Students expressed the powerful words of civil rights leaders past through original spoken word pieces.

The highlight of the evening was the explosion of sounds, colors and rhythmic movements that filled center stage.

Rather than simply perform for the audience made up of students and members of the campus community, dance instructor LaTonya Tigner encouraged audience participation and explained the power that lies behind African-rooted dance.

“Dance, as with other art forms, has sustained through many hardships and enabled us to hold on to traditions more than any other thing could have,” Tigner said.
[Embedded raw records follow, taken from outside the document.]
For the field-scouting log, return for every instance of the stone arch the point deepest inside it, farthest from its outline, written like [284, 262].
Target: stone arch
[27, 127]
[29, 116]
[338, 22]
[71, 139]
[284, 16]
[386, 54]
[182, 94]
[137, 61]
“Blacks have used dance as a form of protest, to send communications, to train for battle, like capoeira or petwo, which was instrumental in fighting the Haitian revolution,” she said.

Aside from merely teaching the movements, Tigner said she wants to employ flex opportunities for teachers to use dance in their history curriculum to embrace dance as a reflection of life and society of a given era.

Former African-American Staff Association president Jim Taylor and current president, Athletic Director John Wade, spoke to the importance of student-led organizations and how the groups have been the catalyst of change in the Black community.

“It’s hard to get across to these students the amount of power they have because times have changed so much,” Wade said. “There are more outside influences and distractions. When we all lived in the same community, it was easier to educate young people about important issues, then we galvanized and took action. It is part of the difficulty in bridging the gap from past to present.”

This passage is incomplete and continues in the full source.